Monday, June 20, 2016

How to Count: Choosing the Right Data Source (Michael Simkovic)

How to Count: Choosing the Right Data Source

In response to my last post, a reader asked why different data sources give different counts for the total number of lawyers in a given year.

Regardless of the survey used, the number of jobs for “lawyers” has increased above 2007 levels in recent years, and thus we can have confidence that the number of working lawyers is higher today than it was before the recession (as is the total amount of money being spent on lawyers).

In the U.S. there are several important and widely used labor market and demographic surveys with different sampling methods and different rules for inclusion. These surveys include the Department of Labor, Bureau of Labor Statistics Occupational Employment Statistics (BLS OES)—a survey of businesses that participate in state unemployment insurance programs—and several surveys of households by the Census Bureau including the Current Population Survey (CPS) and the American Community Survey (ACS), the decennial Census, and a lesser known but extremely useful survey called the Survey of Income and Program Participation (SIPP).

Each of these surveys has strengths and weaknesses, and the best survey or combination of surveys depends on the particular question the researcher is trying to answer, the particular population he or she hopes to measure, and the relevant time period.[i] There are tradeoffs between the sample size (larger sample sizes increase precision of estimates, especially for small subgroups), the frequency with which the survey is conducted, the amount of detailed information available about each respondent, the reliability of certain kinds of information, the specificity of geography or industry or occupation or type of education, how many years of data are available, and so on.

CPS and ACS generally report reasonably similar numbers in a given year. ACS has a much larger sample size and can estimate better for more granular geographies or smaller groups. CPS has annual historical data going back many more years.

BLS OES reports a much lower number of lawyers than Census household surveys because of the nature of the BLS OES sample (businesses that participate in unemployment insurance rather than all households) and the rules for inclusion (business owners and self-employed individuals do not count as employees). However, BLS applies these rules across occupations, so it likely also undercounts other occupations where business ownership (for example, through a partnership structure) or self-employment are common. BLS also applies these rules across years, so the same undercounting principle applies in every year—although the undercounting rate could be different. BLS OES will double-count individuals who hold more than one job with different employers since OES surveys employers about positions.
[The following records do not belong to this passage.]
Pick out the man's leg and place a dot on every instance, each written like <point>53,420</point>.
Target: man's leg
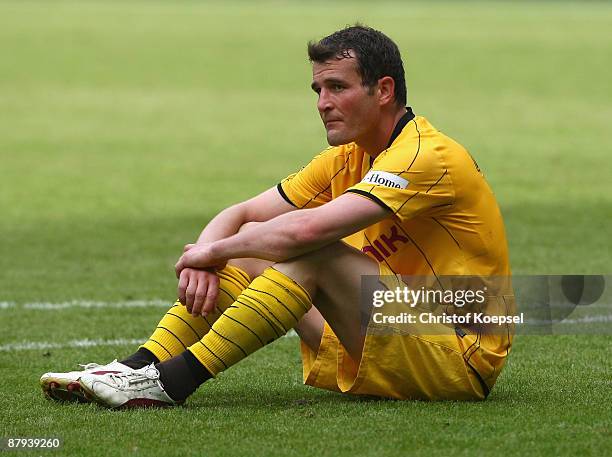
<point>272,304</point>
<point>279,298</point>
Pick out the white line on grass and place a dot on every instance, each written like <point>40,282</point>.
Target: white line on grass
<point>84,343</point>
<point>45,306</point>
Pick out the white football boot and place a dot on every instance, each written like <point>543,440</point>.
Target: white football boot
<point>133,389</point>
<point>66,387</point>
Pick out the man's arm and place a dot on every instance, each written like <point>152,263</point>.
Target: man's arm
<point>291,234</point>
<point>263,207</point>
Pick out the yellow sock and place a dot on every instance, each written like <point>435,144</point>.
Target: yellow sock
<point>271,305</point>
<point>178,329</point>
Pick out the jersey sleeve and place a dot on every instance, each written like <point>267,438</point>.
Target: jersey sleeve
<point>311,186</point>
<point>407,185</point>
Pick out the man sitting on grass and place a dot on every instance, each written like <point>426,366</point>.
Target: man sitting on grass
<point>391,198</point>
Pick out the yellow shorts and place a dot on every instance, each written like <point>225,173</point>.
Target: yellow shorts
<point>402,366</point>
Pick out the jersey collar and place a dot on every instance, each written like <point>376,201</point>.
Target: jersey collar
<point>407,117</point>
Picking the right survey or surveys requires detailed research and planning and the professional judgment that comes with extensive experience as an empirical researcher.

Because labor market data is typically going to be used for comparative purposes—for example, comparing earnings and employment rates by level of education; or comparing growth rates overtime—the important thing is that each comparison should be apples-to-apples. Definitions should be consistent, the sampling methods and rules for inclusion or exclusion should be consistent, etc.

Typically, a comparison over time or across occupations or types of education should be made within a single survey to ensure consistency and apples to apples comparisons.

This means that surveys that focus exclusively on lawyers or law school graduates—like surveys by NALP or the ABA—are much less useful than broad-based government surveys that cut across types and levels of education, occupations and industries. The advantage of single-industry or single-occupation surveys is that they might have detailed information that is not available in general purpose surveys. However, basic information such as the number of people in a given occupation, earnings, employment rates, and work hours, and so on will typically all be available from large household surveys.

Some surveys are much more reliable than others, but if several within-survey comparisons from reputable and well-designed surveys report a similar relationship, this correspondence across surveys increases confidence in the size and direction of the relationship.

There is little doubt that there are more working lawyers as of the most recently available data (generally 2014 or 2015, depending on the source) than there were in 2007 and that this has been the case in most or all years since 2009.


[i] Frank McIntyre and I have used SIPP extensively in our research because we are interested in the earnings premium to a law degree for all law school graduates, including the large proportion who do not work as lawyers and even including the smaller group who do not pass a bar exam. SIPP is the only major national survey that identifies “law degree holder” rather than merely identifying “lawyers” or “professional degree holders.” SIPP is a household survey and so—unlike After the JD—does not require individuals to have passed a bar exam to be included. But SIPP has several limitations, which we’ve discussed in our research. We’ve also supplemented SIPP with other data sources when other data sources have important advantages.